A grand plan
A used XT125 is cheap and it will make you cheerful
What we said then
“The XT125X is a scaled-down version of the XT660X and has the same supermoto styling such as a large front disc brake, aggressive plastics and 17in wheels with wide tyres. Although learners are allowed to ride a 14.6bhp bike by law, the air-cooled XT only makes 10bhp, which is a shame.” MCN launch report, 2005
But what is it like now?
There is something pleasing about returning to your two-wheeled roots and, if I’m honest, because I’m tight I also love the fact 125s cost little to buy and run. In this context a £1000 used Yamaha XT125X is right up my street!
In the flesh the XT is just what I expected from a 125 in this price bracket. Visually it’s a bit tired and there is a fair amount of rust on areas such as the exhaust as well as a few battle scars. But it isn’t a bad-looking bike at all and the known Japanese name on its tank means a lot. As does the fact it starts first prod of the starter button.
A few years ago I made the mistake of buying my wife a 100cc bike with only a kickstart when she was learning to ride. This put her off using it as it was a bit of a pain to start and any stalls soon resulted in a flap to get it going again rather than a simple push of a button. Bikes with an electric start (and ideally a kickstart backup) are a far better investment for new riders. And the XT’S style also appeals.
While a lot of 125 owners want a race rep, if you are taller a supermoto or trailie style such as the XT range are a better option. I’m six-foot two inches tall and while I felt a bit like a gorilla on a monkey bike, the XT wasn’t that uncomfortable. I wouldn’t want to go big distances, but that’s not what 125s are for.
On the go the 125cc engine does exactly what you would expect. It’s smooth, doesn’t vibrate and will (eventually) make its way up to 70mph. In town the clutch is nice and light, the gearbox slick and the bike’s overall lack of weight makes it very easy to manoeuvre - although the suspension is soggier than a wet weekend in Wales. The lack of fuel gauge is an annoyance, but with its 10-litre tank I’d expect to see at least 140 miles between fill-ups and on a 125 you are seldom that far from a petrol station so just having a fuel warning light isn’t a huge issue.
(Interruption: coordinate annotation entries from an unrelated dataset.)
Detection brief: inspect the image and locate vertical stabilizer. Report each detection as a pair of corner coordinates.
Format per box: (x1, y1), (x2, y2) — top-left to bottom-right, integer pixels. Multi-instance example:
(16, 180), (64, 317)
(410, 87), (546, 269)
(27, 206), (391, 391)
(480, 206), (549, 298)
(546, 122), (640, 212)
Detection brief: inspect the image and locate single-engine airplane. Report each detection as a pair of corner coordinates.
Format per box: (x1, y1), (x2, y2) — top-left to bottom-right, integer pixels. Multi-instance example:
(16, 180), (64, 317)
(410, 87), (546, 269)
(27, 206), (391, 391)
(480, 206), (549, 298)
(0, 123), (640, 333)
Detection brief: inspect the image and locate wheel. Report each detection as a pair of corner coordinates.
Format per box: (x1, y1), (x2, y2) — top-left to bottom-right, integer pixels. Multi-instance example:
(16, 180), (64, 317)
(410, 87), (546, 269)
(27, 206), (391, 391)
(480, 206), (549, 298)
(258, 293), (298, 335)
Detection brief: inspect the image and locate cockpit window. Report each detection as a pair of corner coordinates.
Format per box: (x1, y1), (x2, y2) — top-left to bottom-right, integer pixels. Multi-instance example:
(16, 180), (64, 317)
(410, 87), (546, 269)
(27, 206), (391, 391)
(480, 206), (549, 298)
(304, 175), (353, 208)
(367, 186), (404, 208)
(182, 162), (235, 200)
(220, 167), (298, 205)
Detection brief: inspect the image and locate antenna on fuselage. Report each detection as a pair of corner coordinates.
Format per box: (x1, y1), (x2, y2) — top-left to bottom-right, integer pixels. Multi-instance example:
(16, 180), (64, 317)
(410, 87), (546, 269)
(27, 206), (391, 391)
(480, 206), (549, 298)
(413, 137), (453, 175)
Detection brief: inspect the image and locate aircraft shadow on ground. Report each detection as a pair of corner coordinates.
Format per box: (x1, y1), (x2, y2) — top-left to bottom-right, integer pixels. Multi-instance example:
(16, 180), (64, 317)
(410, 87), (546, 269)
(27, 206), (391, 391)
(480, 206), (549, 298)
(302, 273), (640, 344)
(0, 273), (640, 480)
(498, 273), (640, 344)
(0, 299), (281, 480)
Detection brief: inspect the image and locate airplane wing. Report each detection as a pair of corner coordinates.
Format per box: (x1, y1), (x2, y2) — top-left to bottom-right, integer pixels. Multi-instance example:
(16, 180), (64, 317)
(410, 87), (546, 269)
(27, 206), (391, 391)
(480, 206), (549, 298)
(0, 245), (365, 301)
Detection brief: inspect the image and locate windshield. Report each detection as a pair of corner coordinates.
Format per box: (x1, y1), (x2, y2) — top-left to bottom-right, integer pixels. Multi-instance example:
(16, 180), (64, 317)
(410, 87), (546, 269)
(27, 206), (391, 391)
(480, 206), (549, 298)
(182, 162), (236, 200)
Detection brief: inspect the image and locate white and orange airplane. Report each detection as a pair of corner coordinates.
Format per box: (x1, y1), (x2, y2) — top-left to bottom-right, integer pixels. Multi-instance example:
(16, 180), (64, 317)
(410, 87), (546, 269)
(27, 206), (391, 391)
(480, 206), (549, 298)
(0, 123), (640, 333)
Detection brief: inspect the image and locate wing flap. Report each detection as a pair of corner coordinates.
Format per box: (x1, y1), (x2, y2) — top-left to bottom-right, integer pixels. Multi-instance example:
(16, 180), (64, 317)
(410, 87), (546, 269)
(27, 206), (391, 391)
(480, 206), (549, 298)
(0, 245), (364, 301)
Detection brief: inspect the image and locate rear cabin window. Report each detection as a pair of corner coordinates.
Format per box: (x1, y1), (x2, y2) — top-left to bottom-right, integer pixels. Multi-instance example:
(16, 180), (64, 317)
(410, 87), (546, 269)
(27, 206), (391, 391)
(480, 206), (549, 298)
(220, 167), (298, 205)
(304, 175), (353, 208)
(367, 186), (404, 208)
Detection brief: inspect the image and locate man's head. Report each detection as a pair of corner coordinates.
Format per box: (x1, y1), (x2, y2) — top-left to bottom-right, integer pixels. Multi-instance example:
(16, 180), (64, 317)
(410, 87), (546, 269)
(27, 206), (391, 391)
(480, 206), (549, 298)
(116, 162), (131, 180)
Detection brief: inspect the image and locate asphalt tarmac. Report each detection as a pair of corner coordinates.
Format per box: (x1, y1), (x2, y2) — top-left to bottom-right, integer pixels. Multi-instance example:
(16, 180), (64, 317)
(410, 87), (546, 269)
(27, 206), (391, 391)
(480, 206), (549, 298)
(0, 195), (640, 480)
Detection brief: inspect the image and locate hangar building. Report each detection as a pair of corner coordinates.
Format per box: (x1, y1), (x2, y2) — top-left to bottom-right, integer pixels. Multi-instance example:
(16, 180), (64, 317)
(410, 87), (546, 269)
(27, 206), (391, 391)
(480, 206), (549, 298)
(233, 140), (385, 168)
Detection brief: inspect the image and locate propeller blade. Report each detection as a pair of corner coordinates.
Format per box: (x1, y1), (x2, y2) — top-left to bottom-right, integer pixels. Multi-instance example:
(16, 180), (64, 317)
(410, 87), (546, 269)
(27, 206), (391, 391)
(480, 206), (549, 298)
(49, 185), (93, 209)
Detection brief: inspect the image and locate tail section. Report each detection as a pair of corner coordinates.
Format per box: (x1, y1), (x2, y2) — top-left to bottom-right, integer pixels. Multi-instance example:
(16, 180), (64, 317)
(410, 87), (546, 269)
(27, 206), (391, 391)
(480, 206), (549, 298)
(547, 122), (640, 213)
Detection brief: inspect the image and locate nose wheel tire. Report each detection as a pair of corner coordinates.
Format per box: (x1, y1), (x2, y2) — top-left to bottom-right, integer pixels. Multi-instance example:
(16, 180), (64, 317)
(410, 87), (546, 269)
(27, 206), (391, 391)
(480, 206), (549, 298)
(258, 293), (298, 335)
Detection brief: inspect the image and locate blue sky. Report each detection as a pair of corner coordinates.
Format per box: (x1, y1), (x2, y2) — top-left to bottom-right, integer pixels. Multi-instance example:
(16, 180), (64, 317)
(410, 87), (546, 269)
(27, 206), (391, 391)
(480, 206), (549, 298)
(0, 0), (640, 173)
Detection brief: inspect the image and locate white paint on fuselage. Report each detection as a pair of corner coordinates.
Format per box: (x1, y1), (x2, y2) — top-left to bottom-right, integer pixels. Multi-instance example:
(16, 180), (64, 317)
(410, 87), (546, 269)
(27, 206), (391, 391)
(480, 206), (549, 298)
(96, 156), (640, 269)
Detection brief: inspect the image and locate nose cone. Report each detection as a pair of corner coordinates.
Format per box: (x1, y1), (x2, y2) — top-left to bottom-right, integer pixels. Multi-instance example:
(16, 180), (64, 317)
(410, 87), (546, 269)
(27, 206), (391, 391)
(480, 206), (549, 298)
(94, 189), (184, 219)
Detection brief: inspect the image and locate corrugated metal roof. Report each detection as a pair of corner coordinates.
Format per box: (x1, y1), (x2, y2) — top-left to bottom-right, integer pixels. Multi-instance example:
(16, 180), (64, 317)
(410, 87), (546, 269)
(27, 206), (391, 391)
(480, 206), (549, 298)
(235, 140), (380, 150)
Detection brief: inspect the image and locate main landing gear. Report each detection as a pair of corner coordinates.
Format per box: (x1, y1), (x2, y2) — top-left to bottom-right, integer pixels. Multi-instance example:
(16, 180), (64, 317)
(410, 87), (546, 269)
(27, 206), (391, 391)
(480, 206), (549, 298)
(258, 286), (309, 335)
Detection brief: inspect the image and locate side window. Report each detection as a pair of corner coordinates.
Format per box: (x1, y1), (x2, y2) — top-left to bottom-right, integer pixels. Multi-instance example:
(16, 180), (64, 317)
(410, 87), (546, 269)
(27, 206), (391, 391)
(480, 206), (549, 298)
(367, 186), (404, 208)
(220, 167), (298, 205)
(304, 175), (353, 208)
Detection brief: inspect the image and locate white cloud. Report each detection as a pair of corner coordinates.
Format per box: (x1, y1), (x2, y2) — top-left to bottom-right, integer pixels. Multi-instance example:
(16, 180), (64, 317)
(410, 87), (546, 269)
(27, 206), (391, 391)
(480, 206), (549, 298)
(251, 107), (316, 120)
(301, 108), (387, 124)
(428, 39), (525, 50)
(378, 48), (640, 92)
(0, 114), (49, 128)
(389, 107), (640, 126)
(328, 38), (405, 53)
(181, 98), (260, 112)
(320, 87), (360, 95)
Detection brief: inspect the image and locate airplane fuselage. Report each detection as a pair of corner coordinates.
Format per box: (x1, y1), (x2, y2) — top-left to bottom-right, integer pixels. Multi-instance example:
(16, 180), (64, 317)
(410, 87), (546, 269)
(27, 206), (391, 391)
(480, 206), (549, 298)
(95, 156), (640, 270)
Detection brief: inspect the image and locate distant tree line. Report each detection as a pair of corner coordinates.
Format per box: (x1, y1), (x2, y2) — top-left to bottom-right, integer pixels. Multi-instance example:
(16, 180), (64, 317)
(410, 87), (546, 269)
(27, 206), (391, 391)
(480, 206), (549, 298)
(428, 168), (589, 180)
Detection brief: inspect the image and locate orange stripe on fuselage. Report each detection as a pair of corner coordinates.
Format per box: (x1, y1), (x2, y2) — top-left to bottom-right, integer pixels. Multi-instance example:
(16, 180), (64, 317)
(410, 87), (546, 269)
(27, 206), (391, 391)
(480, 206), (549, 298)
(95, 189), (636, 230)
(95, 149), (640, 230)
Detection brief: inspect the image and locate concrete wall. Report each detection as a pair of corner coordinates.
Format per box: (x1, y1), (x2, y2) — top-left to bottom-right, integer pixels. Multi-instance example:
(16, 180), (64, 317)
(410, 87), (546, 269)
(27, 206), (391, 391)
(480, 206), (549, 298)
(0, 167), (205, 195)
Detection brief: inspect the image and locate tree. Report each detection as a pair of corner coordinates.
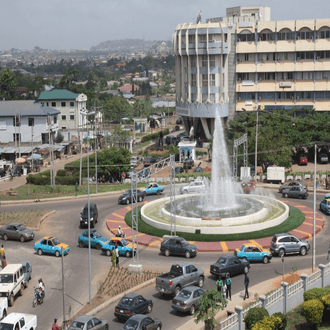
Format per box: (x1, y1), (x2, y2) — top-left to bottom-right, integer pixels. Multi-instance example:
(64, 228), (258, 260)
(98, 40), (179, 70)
(0, 68), (17, 100)
(195, 289), (225, 330)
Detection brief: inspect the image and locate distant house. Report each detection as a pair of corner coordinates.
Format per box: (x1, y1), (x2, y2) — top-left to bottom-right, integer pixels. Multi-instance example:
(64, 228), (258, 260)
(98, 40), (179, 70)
(39, 89), (87, 129)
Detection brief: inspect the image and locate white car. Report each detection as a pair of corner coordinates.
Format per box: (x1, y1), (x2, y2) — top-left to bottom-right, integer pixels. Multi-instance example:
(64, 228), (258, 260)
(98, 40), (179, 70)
(180, 180), (206, 194)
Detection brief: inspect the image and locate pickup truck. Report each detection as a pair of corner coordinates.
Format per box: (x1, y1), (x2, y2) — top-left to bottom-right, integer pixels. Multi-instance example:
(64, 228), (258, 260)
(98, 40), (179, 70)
(0, 313), (37, 330)
(156, 261), (204, 296)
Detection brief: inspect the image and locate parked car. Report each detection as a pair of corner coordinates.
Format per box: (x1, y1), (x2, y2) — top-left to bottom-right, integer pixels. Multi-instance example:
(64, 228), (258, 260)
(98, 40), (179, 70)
(79, 203), (99, 228)
(278, 181), (308, 193)
(101, 237), (136, 258)
(118, 189), (144, 205)
(34, 236), (70, 257)
(0, 222), (34, 242)
(180, 180), (206, 194)
(156, 261), (205, 296)
(282, 186), (308, 199)
(142, 182), (164, 195)
(121, 314), (162, 330)
(234, 243), (272, 264)
(160, 237), (198, 258)
(115, 293), (153, 320)
(68, 315), (109, 330)
(78, 229), (107, 250)
(144, 156), (156, 167)
(19, 261), (32, 288)
(270, 233), (310, 258)
(172, 286), (204, 315)
(210, 255), (250, 277)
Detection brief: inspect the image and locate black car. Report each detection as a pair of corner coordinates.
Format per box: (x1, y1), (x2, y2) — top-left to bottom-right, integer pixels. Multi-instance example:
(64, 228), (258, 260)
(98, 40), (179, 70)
(115, 293), (153, 320)
(160, 237), (198, 258)
(210, 255), (250, 277)
(121, 314), (162, 330)
(80, 203), (99, 228)
(144, 156), (156, 167)
(118, 189), (144, 205)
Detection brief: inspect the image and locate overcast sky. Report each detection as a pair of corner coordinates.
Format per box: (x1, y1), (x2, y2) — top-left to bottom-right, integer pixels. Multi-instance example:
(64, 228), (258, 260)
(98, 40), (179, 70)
(0, 0), (330, 50)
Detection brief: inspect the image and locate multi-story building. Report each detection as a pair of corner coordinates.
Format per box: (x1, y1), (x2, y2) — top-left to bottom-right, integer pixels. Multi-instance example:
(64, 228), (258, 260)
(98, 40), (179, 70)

Overall, it’s a cool-looking 125 that starts, stops (no ABS, which isn’t a surprise on an older 125) and is cheap to buy and run. Happy days.
Any obvious faults
This example has 11,116 miles on its clocks and while it looks tatty under its clean plastics, it runs perfectly well. The exhaust is rusty but doesn’t have any holes and the bars are straight. All the electrics function as they should and the motor, gearbox and clutch all feel fresh. Cosmetically it’s not great, and scratches on the brake lever indicate it has been down the road, but as a winter hack or for a 17-year-old to learn to ride on it starts, stops and has 12-months MOT.
Or worthwhile extras
The only non-standard part on this XT is the rust, which isn’t uncommon on a used 125 as they are built to a budget. Some bikes come with aftermarket pipes, which add a bit of noise, but this is still on its original system, hence the rust. The plastics look suspiciously new, but again, they are often replaced.
As cheap transport, a 125cc bike is worth considering. The XT will do 70mph, has an electric start, delivers over 70mpg and costs very little to insure. As a £1000 winter hack you could do a lot worse and it should give a 17-year-old their first taste of (reliable) two-wheeled freedom.